Tuesday 27 de January, 2026

OPINIóN | Hoy 06:02

El costo de la grieta

Cómo nos afecta vivir en un clima de hostilidad permanente y la paradoja entre la violencia verbal y la exigencia de moderación.

¿Cómo nos afecta vivir en un clima de discusión pública marcado por la hostilidad?

No somos ajenos al entorno que nos rodea, como sucede con la música suave que nos puede relajar y los sonidos estridentes y desordenados que pueden ponernos en alerta. Las palabras y las emociones funcionan de la misma manera: el modo en que se nos habla termina afectando el modo en que vivimos.

Es fácil advertir el enojo social con la política, condensado en términos como “casta”, “planeros”, “antipatria” o “fachos”. Pero no todo es bronca: la rivalidad también se monta como un show para captar la atención. El conflicto vende entradas, retiene en redes y reúne audiencias. Es, muchas veces, una enemistad de utilería: se enciende para el espectáculo y se apaga al final. Como en el fútbol, que se canta contra el rival porque es parte del juego y se suelta cuando suena el pitido final.

El problema surge cuando la confrontación deja de ser juego y se cuela en las casas, separando familias y amistades. La llamada grieta no es solo un desacuerdo electoral; es la imposibilidad de imaginar una convivencia con lo diferente. Cuando uno gana, defiende las instituciones, y cuando pierde, como un niño con baja tolerancia a la frustración, dice que el sistema está mal.

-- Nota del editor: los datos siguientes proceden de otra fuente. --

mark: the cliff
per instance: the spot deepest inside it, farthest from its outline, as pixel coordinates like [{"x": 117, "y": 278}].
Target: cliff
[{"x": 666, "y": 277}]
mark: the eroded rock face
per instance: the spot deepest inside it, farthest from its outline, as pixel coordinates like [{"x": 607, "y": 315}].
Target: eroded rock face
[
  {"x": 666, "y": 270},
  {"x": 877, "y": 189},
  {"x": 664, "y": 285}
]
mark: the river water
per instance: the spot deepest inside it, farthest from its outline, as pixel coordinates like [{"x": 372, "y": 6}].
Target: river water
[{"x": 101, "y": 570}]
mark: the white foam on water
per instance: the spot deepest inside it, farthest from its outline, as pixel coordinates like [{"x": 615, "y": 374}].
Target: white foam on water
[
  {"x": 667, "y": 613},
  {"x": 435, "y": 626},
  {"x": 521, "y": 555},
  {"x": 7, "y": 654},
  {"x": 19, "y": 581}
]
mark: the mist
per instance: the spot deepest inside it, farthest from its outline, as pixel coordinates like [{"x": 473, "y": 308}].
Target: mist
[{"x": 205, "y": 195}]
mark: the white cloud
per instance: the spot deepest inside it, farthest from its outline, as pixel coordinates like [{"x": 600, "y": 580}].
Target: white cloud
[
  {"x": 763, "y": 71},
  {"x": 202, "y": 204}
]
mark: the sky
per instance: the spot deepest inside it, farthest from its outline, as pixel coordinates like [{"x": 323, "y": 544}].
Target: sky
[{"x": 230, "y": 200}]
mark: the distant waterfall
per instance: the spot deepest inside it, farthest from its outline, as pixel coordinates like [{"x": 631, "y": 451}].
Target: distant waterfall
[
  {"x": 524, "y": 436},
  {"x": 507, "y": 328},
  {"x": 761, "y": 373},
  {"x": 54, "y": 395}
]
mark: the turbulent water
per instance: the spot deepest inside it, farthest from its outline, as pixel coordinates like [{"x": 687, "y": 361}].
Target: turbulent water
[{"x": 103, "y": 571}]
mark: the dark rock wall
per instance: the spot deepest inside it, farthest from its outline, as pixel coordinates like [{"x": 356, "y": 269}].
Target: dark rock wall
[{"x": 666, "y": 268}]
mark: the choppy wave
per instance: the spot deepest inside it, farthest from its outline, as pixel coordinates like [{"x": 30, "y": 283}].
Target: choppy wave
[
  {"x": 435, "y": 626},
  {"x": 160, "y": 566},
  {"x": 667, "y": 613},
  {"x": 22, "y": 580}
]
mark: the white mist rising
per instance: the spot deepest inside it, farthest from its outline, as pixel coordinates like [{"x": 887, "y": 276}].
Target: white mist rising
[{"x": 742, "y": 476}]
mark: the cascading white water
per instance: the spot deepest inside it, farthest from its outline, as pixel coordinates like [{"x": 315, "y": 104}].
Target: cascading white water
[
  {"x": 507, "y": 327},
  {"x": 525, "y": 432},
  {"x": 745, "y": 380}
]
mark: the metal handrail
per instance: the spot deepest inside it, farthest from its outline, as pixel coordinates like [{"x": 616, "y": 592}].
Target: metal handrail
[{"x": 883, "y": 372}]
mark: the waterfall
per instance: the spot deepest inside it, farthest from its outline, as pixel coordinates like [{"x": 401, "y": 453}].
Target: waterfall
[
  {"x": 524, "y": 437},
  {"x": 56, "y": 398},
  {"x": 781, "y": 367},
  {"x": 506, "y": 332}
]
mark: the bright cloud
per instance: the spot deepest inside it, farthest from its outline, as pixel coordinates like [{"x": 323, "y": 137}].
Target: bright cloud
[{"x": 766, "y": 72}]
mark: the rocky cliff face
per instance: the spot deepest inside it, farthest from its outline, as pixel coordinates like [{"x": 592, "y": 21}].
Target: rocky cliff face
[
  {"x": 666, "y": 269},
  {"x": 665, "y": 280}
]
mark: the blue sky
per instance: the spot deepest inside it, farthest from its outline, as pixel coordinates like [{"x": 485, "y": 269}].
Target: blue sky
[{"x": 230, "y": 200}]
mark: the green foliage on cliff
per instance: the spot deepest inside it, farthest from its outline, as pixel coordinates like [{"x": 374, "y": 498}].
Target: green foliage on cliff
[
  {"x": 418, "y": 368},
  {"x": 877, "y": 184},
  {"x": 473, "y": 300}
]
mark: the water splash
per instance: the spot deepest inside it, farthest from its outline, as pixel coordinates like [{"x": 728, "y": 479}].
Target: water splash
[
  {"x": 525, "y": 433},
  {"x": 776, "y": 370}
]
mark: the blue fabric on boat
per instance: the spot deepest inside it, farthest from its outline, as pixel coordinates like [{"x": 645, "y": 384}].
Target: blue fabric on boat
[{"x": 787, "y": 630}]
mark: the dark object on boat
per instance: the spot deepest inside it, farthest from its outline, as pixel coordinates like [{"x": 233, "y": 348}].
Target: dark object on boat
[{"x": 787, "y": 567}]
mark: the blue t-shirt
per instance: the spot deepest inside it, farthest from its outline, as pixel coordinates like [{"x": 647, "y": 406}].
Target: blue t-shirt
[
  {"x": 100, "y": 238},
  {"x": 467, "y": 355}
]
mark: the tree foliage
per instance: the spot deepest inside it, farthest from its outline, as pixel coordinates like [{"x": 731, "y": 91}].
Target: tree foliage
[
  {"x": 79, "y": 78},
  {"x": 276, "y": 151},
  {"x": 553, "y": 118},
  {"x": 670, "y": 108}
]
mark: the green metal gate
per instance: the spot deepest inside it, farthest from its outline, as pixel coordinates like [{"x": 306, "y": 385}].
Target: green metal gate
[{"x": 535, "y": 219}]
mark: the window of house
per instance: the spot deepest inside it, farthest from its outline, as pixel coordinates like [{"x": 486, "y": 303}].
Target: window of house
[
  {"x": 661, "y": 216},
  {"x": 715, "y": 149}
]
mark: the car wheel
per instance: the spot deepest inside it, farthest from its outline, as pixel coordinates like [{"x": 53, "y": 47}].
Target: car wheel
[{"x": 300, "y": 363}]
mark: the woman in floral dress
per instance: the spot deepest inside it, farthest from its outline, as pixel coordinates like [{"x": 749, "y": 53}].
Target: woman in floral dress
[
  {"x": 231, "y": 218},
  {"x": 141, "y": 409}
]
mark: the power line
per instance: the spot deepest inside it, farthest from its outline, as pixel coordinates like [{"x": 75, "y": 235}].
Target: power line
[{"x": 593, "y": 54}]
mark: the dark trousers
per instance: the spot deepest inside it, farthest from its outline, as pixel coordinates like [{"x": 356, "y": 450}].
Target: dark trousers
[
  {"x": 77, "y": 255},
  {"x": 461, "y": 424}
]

El costo psicológico de este clima se siente en lo cotidiano. La polarización recorta la libertad de elegir y borra los matices. Las posiciones intermedias —los “tibios”— quedan canceladas, mientras crecen la intolerancia, la rigidez, la impulsividad y la desconfianza. La violencia genera más violencia, porque el violento se justifica en la reacción del otro. “Me hiciste enojar”, se escucha decir con frecuencia. Pero la verdad es otra: el enojo pertenece a quien lo siente, y cada cual debería hacerse responsable de él.

Pero enojarse no está mal. Lo que está mal es desentenderse, culpar al otro por lo que uno siente o canalizar ese enojo en violencia. Freud decía que la civilización empezó el día que alguien respondió a una flecha enemiga con un insulto. Es decir, la única manera de vivir en sociedad es tamizar la violencia con la palabra, ese recurso que nos hace diferentes del resto de la naturaleza. Puede parecer grosero, pero está dentro de lo civilizado. En el consultorio, confieso que encuentro más personas angustiadas por no poder insultar que personas ofendidas por haberlo sido.

La paradoja: mientras nos abruman discursos cargados de violencia, se nos exige, al mismo tiempo, moderación. El ideal parece apuntar a que nunca hay que enojarse, nunca levantar la voz, nunca perder la compostura. Como si pudiéramos vivir sin la incomodidad de los matices, sin el calor de las emociones o sin la marca de las imperfecciones.

“Escuchamos, pero no juzgamos” es el mantra de moda. Más que los insultos, la verdadera violencia está en la pretensión de que el otro permanezca impasible. Decir lo que se nos antoje mientras el otro, obligado a la ecuanimidad, queda atado a la compostura y sin derecho a réplica.

Pero los seres humanos no somos un robot de línea de montaje. A veces nos excedemos, a veces nos equivocamos y a veces, incluso, nos contradecimos: somos más bien como un artesano que, si la madera lo pide, cambia la herramienta, altera el diseño o se retracta del trazo. Y tal vez ahí radique la diferencia esencial con las máquinas. Porque si lo que buscamos es alguien que nunca se enoje, que siempre responda igual, que mantenga la moderación, que no insulte ni se contradiga, solo nos queda una opción: apelar, como tantas veces, a la inteligencia artificial.